What you "know" about CDFs is that they eventually approach zero as the argument $x$ decreases without bound and eventually approach one as $x \to \infty$. They are also non-decreasing, so this means $0\leq F(y)\leq F(x)\leq 1$ for all $y\leq x$.
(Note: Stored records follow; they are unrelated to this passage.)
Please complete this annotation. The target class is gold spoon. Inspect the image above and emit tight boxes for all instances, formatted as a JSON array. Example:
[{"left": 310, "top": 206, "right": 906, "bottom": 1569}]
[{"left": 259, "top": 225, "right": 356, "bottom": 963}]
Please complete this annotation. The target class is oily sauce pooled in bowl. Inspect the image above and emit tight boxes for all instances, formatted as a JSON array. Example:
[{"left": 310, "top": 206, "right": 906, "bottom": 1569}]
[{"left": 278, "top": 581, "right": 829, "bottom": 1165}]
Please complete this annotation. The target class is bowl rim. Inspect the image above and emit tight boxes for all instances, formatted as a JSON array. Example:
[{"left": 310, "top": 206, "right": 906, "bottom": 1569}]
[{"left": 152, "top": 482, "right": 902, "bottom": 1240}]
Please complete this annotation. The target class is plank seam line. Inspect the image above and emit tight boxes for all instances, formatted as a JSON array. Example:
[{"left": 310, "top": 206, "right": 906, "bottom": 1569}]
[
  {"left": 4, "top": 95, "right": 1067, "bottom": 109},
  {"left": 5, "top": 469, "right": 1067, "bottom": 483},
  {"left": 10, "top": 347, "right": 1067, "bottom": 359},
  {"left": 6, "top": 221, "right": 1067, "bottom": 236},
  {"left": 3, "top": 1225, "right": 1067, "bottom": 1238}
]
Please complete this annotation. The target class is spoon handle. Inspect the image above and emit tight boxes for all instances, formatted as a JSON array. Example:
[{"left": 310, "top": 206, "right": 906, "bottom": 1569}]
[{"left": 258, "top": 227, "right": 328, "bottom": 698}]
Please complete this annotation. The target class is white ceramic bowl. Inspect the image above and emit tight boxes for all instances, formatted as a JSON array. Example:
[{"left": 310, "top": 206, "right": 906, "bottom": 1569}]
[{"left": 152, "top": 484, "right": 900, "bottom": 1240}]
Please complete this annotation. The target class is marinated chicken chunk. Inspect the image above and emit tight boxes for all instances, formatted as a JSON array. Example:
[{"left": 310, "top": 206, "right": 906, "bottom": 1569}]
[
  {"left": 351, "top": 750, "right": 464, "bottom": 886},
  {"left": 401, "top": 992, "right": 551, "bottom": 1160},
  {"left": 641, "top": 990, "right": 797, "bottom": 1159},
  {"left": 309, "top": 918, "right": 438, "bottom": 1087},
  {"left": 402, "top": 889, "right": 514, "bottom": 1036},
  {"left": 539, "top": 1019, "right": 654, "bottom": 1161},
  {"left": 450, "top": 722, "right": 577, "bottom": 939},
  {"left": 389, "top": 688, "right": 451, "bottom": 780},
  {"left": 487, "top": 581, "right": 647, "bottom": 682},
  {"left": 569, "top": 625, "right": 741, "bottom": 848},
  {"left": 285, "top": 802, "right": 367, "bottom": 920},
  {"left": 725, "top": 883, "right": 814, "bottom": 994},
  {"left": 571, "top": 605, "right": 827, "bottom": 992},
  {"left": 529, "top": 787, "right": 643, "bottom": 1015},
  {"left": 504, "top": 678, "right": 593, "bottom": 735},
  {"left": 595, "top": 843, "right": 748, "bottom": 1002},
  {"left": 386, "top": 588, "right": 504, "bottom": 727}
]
So if we plug in the CDF we get:

$$0\leq 1-x^{-\alpha}\leq 1\implies 1\geq \frac{1}{x^{\alpha}}\geq 0\implies x^{\alpha}\geq 1 > 0\implies x\geq 1 \>.$$

From this we conclude that the support for $x$ is $x\geq 1$. Now we also require $\lim_{x\to\infty} F(x)=1$ which implies that $\alpha>0$

To work out what values the expectation exists, we require:

$$\newcommand{\rd}{\mathrm{d}}E(X)=\int_{1}^{\infty}x\frac{\rd F(x)}{\rd x}\rd x=\alpha\int_{1}^{\infty}x^{-\alpha} \rd x$$

And this last expression shows that for $E(X)$ to exist, we must have $-\alpha<-1$, which in turn implies $\alpha>1$. This can easily be extended to determine the values of $\alpha$ for which the $r$'th raw moment $E(X^{r})$ exists.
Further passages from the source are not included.